“The religous identity of Muslims is more easily ascertained by their outward appearance and actions than that of Christians. Their dress, suh as agbada robes, represents part of the traditional dress of northerners, but is also similiar to the dress of other Muslims throughout West Africa. The architecture of northern Ghana, especially that of some mosques, is derived from the Islamic architecture of Western Sudan.”
“The Hausa from Nigeria, a predominalty Islamic group, have had an impact of the development of northern Ghanaian society. Hausa and Muslims identity are closely linked in the minds of many Ghanians. Many Muslim customs and actions are associated with the Hausa. The Hausa lnaguage spread throughout the West African region during the trans-Saharan trade and is still commonly used in northern Ghanaian Islamic schools. Many non-Muslim Ghanaians refer to northerners, regardless of ethnicity or religion, using the generic term, “Hausa”.
“Muslims have created national groups to represent their interest. Like the umbrella Christian organizations, the Muslim Representative Council of Ghana manages religious, social, and economic conflicts that affect their religious brethren. Together with the Chrisitan groups, they have worked to maintain a harmonious relationship between followers of the two religions. When Islam was first introduced into northern Ghana, it brought with it a system of writing, a new language, and institutions of formal education. At least a basic comprehension of Arabic, the language of the Qur’an, is still required of Muslims everywhere.
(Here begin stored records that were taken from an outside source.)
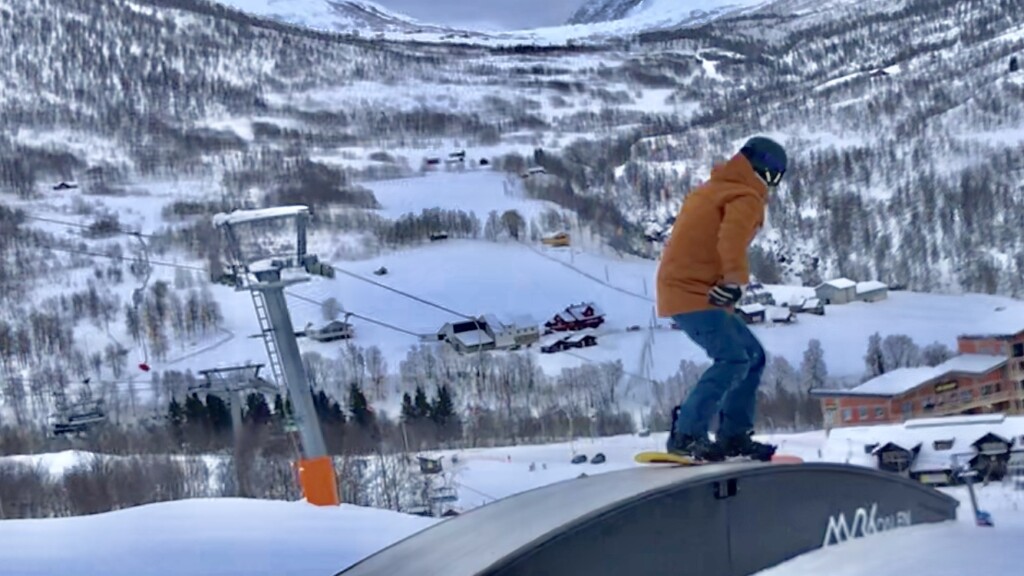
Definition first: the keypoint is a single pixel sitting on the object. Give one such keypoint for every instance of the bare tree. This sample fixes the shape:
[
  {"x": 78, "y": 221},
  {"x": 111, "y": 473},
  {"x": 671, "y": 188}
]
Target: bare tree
[
  {"x": 331, "y": 309},
  {"x": 899, "y": 351}
]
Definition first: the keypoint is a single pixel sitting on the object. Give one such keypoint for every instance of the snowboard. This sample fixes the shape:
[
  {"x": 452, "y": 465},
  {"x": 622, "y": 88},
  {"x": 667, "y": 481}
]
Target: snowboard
[{"x": 655, "y": 457}]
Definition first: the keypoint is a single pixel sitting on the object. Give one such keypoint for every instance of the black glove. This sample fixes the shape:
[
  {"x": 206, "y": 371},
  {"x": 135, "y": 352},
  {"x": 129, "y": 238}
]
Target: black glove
[{"x": 725, "y": 295}]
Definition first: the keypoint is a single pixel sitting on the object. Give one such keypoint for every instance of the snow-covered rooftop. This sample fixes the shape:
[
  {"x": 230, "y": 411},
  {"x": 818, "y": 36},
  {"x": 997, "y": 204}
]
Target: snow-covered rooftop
[
  {"x": 904, "y": 379},
  {"x": 242, "y": 216},
  {"x": 870, "y": 286},
  {"x": 840, "y": 283}
]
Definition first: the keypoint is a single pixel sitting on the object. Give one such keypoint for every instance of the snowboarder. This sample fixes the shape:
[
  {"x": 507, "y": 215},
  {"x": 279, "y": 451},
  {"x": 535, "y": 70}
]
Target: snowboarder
[{"x": 699, "y": 280}]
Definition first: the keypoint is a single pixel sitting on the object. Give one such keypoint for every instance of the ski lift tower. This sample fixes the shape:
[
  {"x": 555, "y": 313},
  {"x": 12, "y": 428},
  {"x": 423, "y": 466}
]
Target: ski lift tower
[{"x": 261, "y": 261}]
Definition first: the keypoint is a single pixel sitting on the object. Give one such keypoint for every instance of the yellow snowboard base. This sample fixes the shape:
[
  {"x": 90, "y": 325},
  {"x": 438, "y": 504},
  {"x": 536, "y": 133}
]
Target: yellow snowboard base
[{"x": 654, "y": 457}]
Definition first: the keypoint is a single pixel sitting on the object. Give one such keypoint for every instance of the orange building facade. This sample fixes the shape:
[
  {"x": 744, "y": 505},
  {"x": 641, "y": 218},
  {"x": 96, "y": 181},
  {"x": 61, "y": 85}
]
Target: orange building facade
[{"x": 987, "y": 376}]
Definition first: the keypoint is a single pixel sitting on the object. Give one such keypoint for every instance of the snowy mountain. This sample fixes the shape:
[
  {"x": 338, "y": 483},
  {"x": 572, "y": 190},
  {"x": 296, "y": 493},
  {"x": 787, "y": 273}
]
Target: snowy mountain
[
  {"x": 334, "y": 15},
  {"x": 159, "y": 113},
  {"x": 660, "y": 13}
]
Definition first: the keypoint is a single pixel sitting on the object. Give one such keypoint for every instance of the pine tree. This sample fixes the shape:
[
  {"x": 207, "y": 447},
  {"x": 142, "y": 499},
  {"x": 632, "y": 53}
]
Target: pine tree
[
  {"x": 218, "y": 413},
  {"x": 421, "y": 406},
  {"x": 875, "y": 360},
  {"x": 176, "y": 419},
  {"x": 442, "y": 408},
  {"x": 256, "y": 409},
  {"x": 813, "y": 371},
  {"x": 408, "y": 409},
  {"x": 358, "y": 406}
]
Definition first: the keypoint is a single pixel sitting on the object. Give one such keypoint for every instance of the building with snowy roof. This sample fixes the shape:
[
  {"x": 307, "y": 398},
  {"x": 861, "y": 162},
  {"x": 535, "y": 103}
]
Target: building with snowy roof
[
  {"x": 871, "y": 291},
  {"x": 969, "y": 383},
  {"x": 838, "y": 291},
  {"x": 491, "y": 332}
]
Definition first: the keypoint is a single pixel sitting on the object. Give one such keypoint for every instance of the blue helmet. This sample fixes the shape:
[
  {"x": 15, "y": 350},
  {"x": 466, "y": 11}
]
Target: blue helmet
[{"x": 767, "y": 157}]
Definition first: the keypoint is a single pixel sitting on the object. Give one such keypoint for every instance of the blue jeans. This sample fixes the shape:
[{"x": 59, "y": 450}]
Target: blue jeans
[{"x": 731, "y": 382}]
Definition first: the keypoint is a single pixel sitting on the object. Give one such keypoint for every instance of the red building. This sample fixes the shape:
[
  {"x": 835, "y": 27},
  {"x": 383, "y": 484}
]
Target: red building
[
  {"x": 986, "y": 376},
  {"x": 577, "y": 317}
]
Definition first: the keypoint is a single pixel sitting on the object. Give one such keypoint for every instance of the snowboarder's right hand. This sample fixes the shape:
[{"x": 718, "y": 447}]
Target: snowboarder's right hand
[{"x": 725, "y": 295}]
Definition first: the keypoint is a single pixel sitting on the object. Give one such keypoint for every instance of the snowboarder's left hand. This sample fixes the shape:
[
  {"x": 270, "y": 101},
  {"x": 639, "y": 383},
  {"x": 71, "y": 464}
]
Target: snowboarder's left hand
[{"x": 724, "y": 295}]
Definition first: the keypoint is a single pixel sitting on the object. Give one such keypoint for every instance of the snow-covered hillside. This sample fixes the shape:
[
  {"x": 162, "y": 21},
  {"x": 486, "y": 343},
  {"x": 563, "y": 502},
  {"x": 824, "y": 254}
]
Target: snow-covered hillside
[
  {"x": 655, "y": 14},
  {"x": 593, "y": 23},
  {"x": 428, "y": 284},
  {"x": 360, "y": 16}
]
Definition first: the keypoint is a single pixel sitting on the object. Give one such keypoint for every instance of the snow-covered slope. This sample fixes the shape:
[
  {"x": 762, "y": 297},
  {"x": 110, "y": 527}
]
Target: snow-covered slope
[
  {"x": 207, "y": 537},
  {"x": 333, "y": 15},
  {"x": 654, "y": 13},
  {"x": 608, "y": 19},
  {"x": 203, "y": 537}
]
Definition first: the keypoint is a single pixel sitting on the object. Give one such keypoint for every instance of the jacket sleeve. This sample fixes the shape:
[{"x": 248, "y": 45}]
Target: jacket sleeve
[{"x": 739, "y": 222}]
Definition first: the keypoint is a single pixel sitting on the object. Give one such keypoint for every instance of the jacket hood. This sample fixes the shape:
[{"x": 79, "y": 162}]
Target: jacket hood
[{"x": 738, "y": 170}]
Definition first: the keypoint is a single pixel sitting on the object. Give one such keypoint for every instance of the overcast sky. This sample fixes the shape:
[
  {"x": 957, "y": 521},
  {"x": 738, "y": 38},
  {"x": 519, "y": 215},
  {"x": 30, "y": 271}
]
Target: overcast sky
[{"x": 493, "y": 14}]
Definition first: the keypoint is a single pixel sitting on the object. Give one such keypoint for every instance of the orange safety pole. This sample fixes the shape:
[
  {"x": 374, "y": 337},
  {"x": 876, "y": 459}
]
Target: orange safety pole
[{"x": 318, "y": 482}]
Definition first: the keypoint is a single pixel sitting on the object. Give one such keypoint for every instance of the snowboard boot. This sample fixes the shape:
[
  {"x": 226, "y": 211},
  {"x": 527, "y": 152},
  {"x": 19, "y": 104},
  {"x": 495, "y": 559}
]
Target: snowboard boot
[
  {"x": 698, "y": 448},
  {"x": 743, "y": 446}
]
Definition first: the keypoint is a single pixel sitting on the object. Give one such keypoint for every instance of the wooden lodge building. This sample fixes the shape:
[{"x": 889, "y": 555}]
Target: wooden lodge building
[{"x": 987, "y": 376}]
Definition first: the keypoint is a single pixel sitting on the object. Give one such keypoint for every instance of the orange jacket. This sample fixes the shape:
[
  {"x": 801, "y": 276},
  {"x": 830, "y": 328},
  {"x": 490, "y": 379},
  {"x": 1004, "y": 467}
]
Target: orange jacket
[{"x": 710, "y": 238}]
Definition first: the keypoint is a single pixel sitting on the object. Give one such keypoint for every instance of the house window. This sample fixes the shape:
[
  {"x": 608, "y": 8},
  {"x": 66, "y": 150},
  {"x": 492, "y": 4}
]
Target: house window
[{"x": 894, "y": 457}]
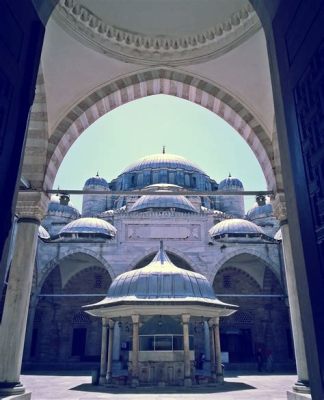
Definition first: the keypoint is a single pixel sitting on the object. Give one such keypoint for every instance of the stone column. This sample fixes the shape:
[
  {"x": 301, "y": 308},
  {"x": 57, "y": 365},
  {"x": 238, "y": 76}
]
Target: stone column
[
  {"x": 103, "y": 355},
  {"x": 135, "y": 350},
  {"x": 206, "y": 342},
  {"x": 111, "y": 324},
  {"x": 218, "y": 354},
  {"x": 186, "y": 349},
  {"x": 29, "y": 329},
  {"x": 116, "y": 348},
  {"x": 302, "y": 384},
  {"x": 14, "y": 319},
  {"x": 212, "y": 350}
]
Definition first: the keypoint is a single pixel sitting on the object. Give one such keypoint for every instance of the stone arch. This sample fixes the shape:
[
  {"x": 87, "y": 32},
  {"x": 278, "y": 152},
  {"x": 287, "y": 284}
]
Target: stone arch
[
  {"x": 226, "y": 257},
  {"x": 54, "y": 262},
  {"x": 153, "y": 250},
  {"x": 152, "y": 82},
  {"x": 246, "y": 275}
]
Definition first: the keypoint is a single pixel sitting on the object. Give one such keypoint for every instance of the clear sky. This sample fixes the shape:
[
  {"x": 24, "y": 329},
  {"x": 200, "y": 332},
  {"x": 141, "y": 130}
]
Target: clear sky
[{"x": 142, "y": 127}]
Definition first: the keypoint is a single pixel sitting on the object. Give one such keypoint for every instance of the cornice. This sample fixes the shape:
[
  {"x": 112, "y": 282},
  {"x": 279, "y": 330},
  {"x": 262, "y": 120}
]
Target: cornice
[{"x": 137, "y": 48}]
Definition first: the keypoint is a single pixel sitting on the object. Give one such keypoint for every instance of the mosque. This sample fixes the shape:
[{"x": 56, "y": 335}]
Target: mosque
[
  {"x": 209, "y": 240},
  {"x": 258, "y": 65}
]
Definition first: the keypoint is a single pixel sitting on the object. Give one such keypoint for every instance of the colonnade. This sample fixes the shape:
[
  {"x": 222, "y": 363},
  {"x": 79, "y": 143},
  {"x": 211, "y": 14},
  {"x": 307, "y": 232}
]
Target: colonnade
[{"x": 110, "y": 343}]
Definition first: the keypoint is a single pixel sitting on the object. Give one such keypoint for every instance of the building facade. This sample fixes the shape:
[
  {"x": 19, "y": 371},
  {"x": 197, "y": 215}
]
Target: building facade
[{"x": 79, "y": 255}]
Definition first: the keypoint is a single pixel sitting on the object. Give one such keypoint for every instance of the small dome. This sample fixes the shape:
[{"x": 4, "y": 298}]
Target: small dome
[
  {"x": 169, "y": 187},
  {"x": 235, "y": 227},
  {"x": 230, "y": 183},
  {"x": 66, "y": 210},
  {"x": 88, "y": 226},
  {"x": 161, "y": 279},
  {"x": 96, "y": 181},
  {"x": 163, "y": 202},
  {"x": 108, "y": 213},
  {"x": 262, "y": 211},
  {"x": 42, "y": 233},
  {"x": 278, "y": 235},
  {"x": 163, "y": 160}
]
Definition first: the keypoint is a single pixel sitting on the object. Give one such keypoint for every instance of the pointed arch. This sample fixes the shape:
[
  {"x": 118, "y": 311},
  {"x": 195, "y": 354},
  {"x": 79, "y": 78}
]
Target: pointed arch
[
  {"x": 54, "y": 262},
  {"x": 160, "y": 81},
  {"x": 274, "y": 267}
]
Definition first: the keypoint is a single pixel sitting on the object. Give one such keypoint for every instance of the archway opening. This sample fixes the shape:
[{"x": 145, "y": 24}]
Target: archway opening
[
  {"x": 59, "y": 331},
  {"x": 261, "y": 326}
]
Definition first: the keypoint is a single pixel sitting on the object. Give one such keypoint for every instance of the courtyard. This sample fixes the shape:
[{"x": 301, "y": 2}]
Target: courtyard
[{"x": 77, "y": 386}]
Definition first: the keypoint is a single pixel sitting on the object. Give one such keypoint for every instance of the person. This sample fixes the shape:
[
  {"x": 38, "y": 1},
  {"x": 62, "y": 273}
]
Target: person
[
  {"x": 269, "y": 364},
  {"x": 259, "y": 358}
]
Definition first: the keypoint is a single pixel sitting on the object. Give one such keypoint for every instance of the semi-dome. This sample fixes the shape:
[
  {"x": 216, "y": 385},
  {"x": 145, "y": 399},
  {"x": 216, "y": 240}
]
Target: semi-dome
[
  {"x": 230, "y": 183},
  {"x": 96, "y": 181},
  {"x": 260, "y": 211},
  {"x": 163, "y": 160},
  {"x": 88, "y": 226},
  {"x": 235, "y": 227},
  {"x": 163, "y": 202},
  {"x": 161, "y": 278},
  {"x": 55, "y": 207},
  {"x": 160, "y": 288}
]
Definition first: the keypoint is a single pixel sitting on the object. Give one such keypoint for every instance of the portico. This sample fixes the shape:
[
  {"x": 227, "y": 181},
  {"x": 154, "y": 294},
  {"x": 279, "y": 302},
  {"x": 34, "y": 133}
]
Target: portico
[{"x": 160, "y": 301}]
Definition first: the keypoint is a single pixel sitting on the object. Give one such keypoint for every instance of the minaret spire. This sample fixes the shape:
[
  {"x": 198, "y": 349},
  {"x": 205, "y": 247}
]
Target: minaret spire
[{"x": 161, "y": 252}]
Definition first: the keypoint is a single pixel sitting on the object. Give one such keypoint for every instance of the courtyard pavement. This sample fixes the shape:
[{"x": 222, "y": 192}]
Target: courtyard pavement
[{"x": 76, "y": 386}]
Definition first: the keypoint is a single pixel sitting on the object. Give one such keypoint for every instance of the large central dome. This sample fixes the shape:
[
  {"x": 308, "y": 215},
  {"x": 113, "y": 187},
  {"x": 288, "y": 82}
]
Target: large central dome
[
  {"x": 163, "y": 168},
  {"x": 162, "y": 160}
]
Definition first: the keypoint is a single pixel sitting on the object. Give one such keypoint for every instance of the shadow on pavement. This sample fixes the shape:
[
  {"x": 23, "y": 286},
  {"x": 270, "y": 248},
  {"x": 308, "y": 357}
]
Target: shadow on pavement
[{"x": 225, "y": 387}]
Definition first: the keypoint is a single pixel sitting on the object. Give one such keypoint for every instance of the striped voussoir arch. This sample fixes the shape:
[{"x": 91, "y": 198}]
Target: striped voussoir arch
[{"x": 159, "y": 81}]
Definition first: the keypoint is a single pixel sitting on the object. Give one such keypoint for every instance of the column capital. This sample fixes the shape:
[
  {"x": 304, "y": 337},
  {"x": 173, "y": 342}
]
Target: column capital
[
  {"x": 135, "y": 319},
  {"x": 278, "y": 202},
  {"x": 185, "y": 318},
  {"x": 32, "y": 205},
  {"x": 111, "y": 323},
  {"x": 213, "y": 322}
]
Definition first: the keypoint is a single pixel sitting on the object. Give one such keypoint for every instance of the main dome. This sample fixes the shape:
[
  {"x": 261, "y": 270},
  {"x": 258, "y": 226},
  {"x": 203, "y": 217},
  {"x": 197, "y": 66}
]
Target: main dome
[
  {"x": 163, "y": 168},
  {"x": 163, "y": 160}
]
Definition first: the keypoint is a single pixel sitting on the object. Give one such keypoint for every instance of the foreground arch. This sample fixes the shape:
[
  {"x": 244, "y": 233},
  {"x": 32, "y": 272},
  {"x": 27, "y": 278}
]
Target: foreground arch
[
  {"x": 159, "y": 81},
  {"x": 251, "y": 252},
  {"x": 54, "y": 262}
]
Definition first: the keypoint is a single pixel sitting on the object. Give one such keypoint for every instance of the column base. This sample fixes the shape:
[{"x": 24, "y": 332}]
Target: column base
[
  {"x": 12, "y": 390},
  {"x": 187, "y": 382},
  {"x": 219, "y": 378},
  {"x": 102, "y": 380},
  {"x": 292, "y": 395},
  {"x": 134, "y": 382},
  {"x": 22, "y": 396}
]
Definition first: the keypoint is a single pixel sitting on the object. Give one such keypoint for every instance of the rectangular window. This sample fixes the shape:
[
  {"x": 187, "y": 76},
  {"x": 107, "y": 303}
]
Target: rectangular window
[
  {"x": 33, "y": 343},
  {"x": 79, "y": 341},
  {"x": 227, "y": 283},
  {"x": 163, "y": 343},
  {"x": 146, "y": 343}
]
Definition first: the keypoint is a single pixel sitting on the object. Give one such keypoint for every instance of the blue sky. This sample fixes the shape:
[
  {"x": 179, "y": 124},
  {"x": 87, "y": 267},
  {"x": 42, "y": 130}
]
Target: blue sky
[{"x": 142, "y": 127}]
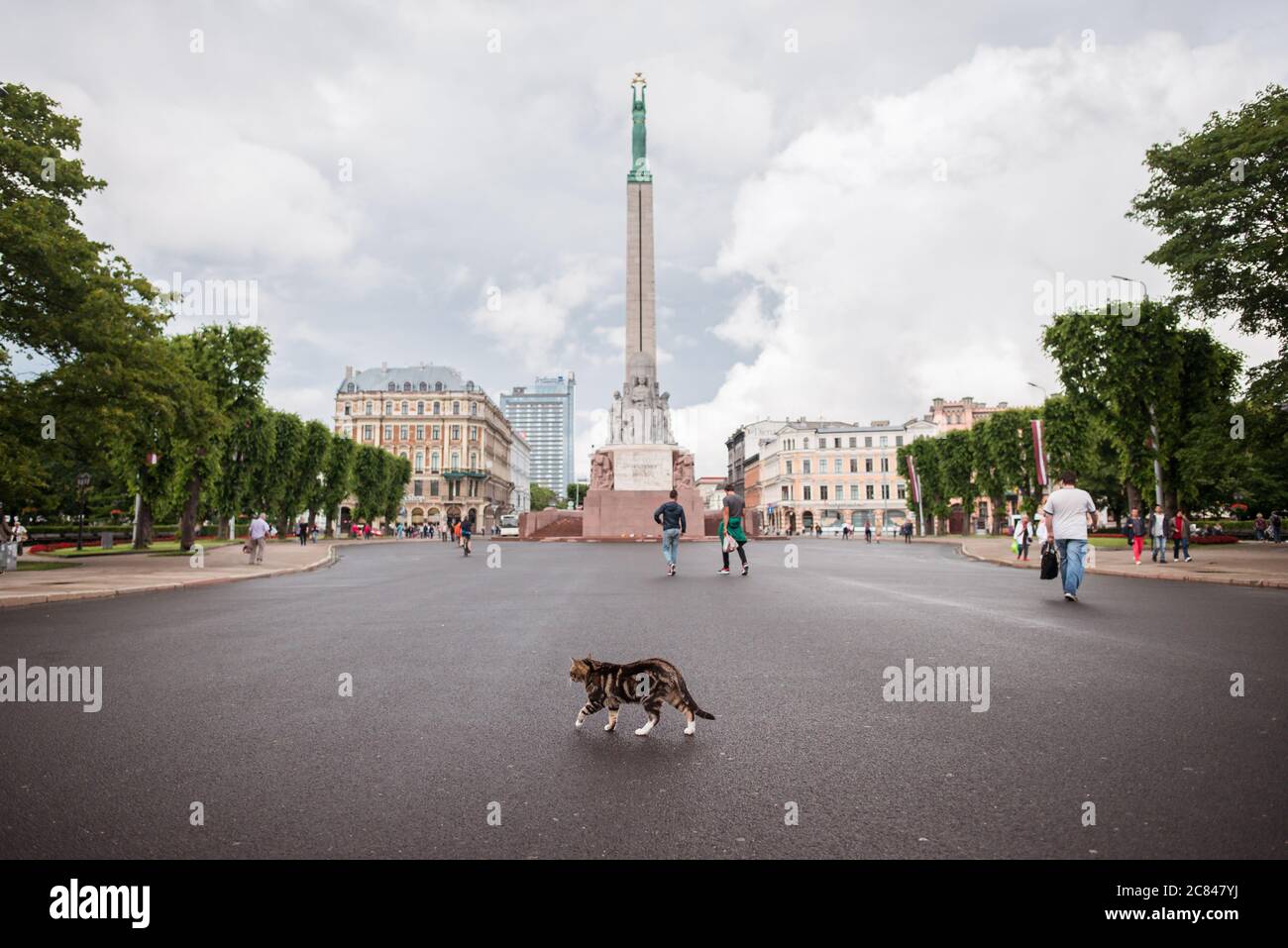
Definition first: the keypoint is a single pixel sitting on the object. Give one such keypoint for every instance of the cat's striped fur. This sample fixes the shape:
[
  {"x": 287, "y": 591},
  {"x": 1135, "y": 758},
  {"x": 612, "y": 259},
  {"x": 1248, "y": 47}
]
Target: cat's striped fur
[{"x": 651, "y": 683}]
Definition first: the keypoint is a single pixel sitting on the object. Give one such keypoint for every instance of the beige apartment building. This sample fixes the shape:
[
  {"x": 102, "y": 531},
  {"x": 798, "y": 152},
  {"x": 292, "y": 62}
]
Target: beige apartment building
[
  {"x": 829, "y": 474},
  {"x": 456, "y": 438}
]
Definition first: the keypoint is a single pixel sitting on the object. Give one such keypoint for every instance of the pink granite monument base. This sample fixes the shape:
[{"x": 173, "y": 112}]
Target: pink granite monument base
[{"x": 629, "y": 514}]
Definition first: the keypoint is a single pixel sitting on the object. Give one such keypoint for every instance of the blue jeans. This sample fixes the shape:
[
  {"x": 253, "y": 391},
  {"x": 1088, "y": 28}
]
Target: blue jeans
[
  {"x": 671, "y": 544},
  {"x": 1072, "y": 553}
]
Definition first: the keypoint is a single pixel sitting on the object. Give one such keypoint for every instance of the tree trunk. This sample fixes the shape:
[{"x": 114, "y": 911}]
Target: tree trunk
[
  {"x": 145, "y": 526},
  {"x": 188, "y": 518}
]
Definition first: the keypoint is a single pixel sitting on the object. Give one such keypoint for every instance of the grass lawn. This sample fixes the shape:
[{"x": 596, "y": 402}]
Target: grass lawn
[{"x": 166, "y": 548}]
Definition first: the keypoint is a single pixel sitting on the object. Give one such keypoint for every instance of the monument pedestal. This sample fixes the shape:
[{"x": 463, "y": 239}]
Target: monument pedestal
[{"x": 629, "y": 514}]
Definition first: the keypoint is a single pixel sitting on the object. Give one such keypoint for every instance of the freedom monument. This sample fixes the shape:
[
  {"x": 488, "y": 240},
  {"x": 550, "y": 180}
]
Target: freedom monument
[{"x": 632, "y": 474}]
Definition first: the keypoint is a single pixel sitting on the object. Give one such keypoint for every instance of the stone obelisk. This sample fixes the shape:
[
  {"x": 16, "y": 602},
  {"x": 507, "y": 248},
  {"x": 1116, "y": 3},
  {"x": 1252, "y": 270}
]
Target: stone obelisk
[{"x": 639, "y": 466}]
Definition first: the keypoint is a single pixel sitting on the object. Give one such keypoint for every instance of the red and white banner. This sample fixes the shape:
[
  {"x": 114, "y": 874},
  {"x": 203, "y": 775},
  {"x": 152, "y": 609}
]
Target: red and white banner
[{"x": 1038, "y": 451}]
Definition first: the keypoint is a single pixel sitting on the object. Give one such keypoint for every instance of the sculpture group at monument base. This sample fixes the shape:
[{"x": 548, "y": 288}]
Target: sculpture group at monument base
[{"x": 627, "y": 483}]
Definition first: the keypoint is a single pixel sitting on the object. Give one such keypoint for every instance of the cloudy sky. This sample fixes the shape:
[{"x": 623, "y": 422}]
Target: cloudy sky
[{"x": 854, "y": 202}]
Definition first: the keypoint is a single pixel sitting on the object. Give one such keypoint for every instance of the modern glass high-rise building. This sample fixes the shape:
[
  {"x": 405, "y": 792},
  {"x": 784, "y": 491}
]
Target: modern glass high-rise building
[{"x": 544, "y": 414}]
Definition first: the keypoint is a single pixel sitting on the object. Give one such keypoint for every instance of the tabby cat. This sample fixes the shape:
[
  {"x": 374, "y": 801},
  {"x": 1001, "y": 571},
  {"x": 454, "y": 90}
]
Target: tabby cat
[{"x": 649, "y": 683}]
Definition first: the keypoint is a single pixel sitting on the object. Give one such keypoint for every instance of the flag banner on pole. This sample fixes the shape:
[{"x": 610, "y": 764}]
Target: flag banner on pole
[{"x": 1038, "y": 451}]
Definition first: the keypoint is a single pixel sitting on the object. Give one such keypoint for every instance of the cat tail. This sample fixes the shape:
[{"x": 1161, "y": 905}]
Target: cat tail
[{"x": 694, "y": 704}]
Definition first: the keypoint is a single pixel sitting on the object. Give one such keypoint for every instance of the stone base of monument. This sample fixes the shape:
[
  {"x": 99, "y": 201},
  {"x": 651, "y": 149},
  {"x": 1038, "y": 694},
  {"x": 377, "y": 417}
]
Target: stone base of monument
[{"x": 630, "y": 483}]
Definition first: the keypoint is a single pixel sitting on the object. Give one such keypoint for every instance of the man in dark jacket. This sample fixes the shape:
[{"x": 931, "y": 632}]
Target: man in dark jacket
[{"x": 671, "y": 517}]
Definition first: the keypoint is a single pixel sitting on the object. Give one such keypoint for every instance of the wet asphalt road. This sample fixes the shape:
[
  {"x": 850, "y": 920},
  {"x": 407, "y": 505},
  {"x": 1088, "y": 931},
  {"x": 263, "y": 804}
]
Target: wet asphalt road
[{"x": 228, "y": 695}]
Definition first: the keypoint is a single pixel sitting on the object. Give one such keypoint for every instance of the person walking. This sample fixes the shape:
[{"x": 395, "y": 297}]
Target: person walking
[
  {"x": 1133, "y": 528},
  {"x": 1065, "y": 515},
  {"x": 1022, "y": 535},
  {"x": 1181, "y": 536},
  {"x": 258, "y": 540},
  {"x": 730, "y": 530},
  {"x": 671, "y": 517},
  {"x": 1158, "y": 527}
]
Islamic education in northern Ghana, however, has received little assistance from the national government, not enough attention from Muslim societies.”
“Many young Muslims in Ghana today have to look elsewhere to receive an Islamic education, especially at the advanced levels. Growing contacts with the rest of the Islamic world have opened up new opportunities for young Ghanaians. Increasing numbers of students have been receiving full scholarships to go to Islamic countries in North Africa or the Middle East to attain their university education.”